Michał Piegza: Kolejny potentat pokonany. Wcześniej wygraliście z Wisłą i Legią. Teraz przyszła pora na Lecha.
Rafał Grodzicki: Cieszy wygrana z takim zespołem jak Lech Poznań. Zagraliśmy tak, jak chcieliśmy. Tydzień temu mieliśmy dołek w meczu z Arką i nie udało się zwyciężyć. Ale wtedy wywalczyliśmy punkt, co też było cenne, patrząc na przebieg gry. Teraz dołożyliśmy trzy kolejne i łącznie mamy ich zdobytych cztery.

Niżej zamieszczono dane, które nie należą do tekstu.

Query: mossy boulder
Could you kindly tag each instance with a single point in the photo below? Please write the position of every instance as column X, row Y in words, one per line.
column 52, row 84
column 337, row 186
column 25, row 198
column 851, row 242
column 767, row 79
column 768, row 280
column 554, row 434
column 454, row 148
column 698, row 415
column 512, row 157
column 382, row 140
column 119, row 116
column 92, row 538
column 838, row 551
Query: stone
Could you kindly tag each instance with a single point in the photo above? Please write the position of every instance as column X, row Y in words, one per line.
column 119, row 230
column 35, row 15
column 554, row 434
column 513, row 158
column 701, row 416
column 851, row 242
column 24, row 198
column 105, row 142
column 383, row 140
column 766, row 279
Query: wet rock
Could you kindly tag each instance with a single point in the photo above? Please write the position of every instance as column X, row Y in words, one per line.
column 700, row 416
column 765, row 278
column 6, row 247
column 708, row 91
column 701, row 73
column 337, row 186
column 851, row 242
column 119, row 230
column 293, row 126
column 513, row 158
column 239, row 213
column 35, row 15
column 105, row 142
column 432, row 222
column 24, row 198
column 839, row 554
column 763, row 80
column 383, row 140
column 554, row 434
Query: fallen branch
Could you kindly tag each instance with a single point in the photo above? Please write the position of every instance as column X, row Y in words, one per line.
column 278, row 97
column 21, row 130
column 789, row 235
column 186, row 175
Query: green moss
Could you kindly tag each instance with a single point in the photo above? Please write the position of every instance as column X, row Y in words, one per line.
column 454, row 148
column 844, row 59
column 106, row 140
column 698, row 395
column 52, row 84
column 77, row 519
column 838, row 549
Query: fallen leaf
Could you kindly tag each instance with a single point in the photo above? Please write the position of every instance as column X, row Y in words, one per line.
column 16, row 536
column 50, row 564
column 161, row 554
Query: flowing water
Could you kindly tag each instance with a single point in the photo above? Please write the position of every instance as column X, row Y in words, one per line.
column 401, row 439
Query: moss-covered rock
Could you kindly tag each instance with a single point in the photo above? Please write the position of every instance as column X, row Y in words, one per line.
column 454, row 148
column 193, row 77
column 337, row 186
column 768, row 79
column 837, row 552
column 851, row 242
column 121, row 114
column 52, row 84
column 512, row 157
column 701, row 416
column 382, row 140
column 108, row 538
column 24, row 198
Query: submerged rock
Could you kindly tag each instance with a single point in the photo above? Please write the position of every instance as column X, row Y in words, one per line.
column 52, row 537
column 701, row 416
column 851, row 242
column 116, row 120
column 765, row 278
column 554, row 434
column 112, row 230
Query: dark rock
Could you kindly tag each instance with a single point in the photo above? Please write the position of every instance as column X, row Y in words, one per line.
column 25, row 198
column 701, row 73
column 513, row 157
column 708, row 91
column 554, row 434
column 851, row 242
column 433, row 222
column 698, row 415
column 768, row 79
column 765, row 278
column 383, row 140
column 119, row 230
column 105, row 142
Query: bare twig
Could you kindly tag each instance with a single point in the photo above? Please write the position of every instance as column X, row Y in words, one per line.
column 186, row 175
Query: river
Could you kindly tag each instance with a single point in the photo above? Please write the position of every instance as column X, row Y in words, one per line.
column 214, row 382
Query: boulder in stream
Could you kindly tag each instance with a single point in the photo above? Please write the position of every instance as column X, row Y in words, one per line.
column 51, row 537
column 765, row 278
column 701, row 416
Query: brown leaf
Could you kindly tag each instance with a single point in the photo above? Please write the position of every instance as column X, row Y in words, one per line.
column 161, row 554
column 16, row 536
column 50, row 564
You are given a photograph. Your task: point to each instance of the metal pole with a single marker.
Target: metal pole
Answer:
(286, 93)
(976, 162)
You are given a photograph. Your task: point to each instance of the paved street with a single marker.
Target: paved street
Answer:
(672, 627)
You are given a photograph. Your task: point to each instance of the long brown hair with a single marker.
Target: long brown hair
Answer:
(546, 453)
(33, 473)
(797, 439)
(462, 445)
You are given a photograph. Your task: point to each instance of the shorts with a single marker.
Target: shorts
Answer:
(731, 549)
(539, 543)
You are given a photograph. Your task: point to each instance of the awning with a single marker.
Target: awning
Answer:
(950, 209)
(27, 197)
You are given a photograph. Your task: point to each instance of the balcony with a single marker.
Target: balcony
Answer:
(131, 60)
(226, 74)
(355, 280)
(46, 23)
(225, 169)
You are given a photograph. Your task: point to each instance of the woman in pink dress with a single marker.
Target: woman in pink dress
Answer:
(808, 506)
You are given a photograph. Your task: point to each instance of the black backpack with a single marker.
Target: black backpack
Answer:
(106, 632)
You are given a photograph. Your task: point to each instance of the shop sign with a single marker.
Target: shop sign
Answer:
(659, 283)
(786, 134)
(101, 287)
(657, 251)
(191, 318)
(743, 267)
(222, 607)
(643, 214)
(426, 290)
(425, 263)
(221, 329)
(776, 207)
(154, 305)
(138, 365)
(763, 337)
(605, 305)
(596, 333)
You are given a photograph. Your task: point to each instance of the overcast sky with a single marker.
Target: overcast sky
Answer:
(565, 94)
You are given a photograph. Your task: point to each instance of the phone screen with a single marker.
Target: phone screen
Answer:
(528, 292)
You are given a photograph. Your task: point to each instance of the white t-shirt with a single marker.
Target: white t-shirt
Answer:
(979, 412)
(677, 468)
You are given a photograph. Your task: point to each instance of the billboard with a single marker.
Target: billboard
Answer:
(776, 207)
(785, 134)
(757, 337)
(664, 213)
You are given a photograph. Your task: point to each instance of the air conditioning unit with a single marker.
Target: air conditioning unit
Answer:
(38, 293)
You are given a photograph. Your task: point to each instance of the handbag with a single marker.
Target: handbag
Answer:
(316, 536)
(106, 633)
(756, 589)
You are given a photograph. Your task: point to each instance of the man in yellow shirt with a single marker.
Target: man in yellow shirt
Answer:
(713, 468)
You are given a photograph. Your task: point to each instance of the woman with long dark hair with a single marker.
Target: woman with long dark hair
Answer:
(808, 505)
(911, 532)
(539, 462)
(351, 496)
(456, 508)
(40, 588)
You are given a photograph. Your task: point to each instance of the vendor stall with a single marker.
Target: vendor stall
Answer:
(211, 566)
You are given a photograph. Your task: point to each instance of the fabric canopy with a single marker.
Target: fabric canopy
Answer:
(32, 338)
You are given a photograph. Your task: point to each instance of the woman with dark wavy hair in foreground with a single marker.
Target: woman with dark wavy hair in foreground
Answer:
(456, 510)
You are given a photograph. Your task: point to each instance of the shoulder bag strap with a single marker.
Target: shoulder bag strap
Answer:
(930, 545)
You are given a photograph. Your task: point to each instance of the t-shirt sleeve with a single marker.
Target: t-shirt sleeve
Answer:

Pniemy się w górę tabeli. A potentaci? Różnie grają i my to wykorzystujemy. Martwi natomiast, że tracimy punkty z teoretycznie słabszymi zespołami.
Macie patent na najmocniejsze, przynajmniej finansowo, kluby w Polsce?
- A Ruch Chorzów to nie jest wielka firma? Teraz wszystkie zespoły, które przyjeżdżają do Chorzowa mają do nas szacunek i wiedzą, że przy Cichej się ciężko gra.
Co wam pomogło w wygraniu meczu? To że Lech był zmęczony? Peszko i Rudnevs zaczęli spotkanie na ławce. Gdyby wystąpili od początku mogło być inaczej?
- Nie ma co gdybać. A może gdyby zagrali od pierwszej minuty, to wygralibyśmy wyżej? A może byśmy przegrali? Wracając do czwartkowego meczu Lecha to widać było, że Lechici mieli to spotkanie w nogach. Wszak grali kilka dni temu i nie mieli kiedy się zregenerować. Nie mogą jednak zrzucać na to winy. My też graliśmy niedawno co trzy dni i nikt się nami nie przejmował. To problem Lecha, a nie nasz.
Ciebie, jako obrońcę, raduje chyba fakt, że kolejny raz z tyłu zagraliście na zero.
- Jestem obrońcą i takie rzeczy są dla mnie najważniejsze. Czwarty mecz z tyłu z czystym kontem. Oby takich spotkań było jak najwięcej, bo to jest ważne. Zespół powinno budować się od defensywy. I trener Fornalik właśnie tak czyni. Miło się patrzy na klasyfikację drużyn z najmniejszą ilością straconych bramek. Na pierwszym miejscu jest Arka, a zaraz potem my.
Piłkarze Lecha domagali się w ostatniej minucie doliczonego czasu gry karnego dla Lecha. Była jedenastka czy sędzia miał rację dyktując rzut wolny?
- Być może był faul. Arbiter gwizdnął jednak wcześniej. Faulował kto inny. Będę jeszcze oglądał powtórki, ale skoro sędzia nie gwizdnął, to jedenastki nie było. Jeśli ja przewróciłem Bosackiego, to było już to po gwizdku arbitra.
Kilka razy to piłkarz Ruchu, to Lecha leżeli na murawie. A gwizdek arbitra milczał.
- Właśnie, w wielu sytuacjach dawał grać i nie przerywał spotkania. Nam we wcześniejszych spotkaniach arbiter mógł podyktować karnego, a tego nie uczynił. Jeszcze niejedną taką sytuację kontrowersyjną na pewno będziemy musieli przełknąć. Zapewne my w odwrotnej sytuacji mielibyśmy pretensje do arbitra. Jest już jednak po meczu i nic nie zmieni wyniku.
Pokonaliście Lecha, który ostatnio ograł Manchester City. Jesteście lepsi od angielskiej drużyny?
- Nie można na to tak patrzeć. Na pewno tak nie jest. Nie można tych pojedynków porównywać. W tamtym spotkaniu Lech zagrał zupełnie inaczej. Nie mnie oceniać, ale liga polska jest... ligą polską.
Adebayora mógłbyś spokojnie powstrzymać?
- Oj, nie wybiegajmy tak daleko. Na pewno chciałbym przeciwko takiemu zawodnikowi zagrać.
Teraz przed wami dwa mecze wyjazdowe z Polonią Warszawa i Śląskiem Wrocław. Łatwo nie będzie.
- Jeszcze nie myślałem o tych spotkaniach. Dobrze by było, żebyśmy w tych meczach nie stracili gola i trafili coś z przodu. To się przełoży na zdobycz punktową.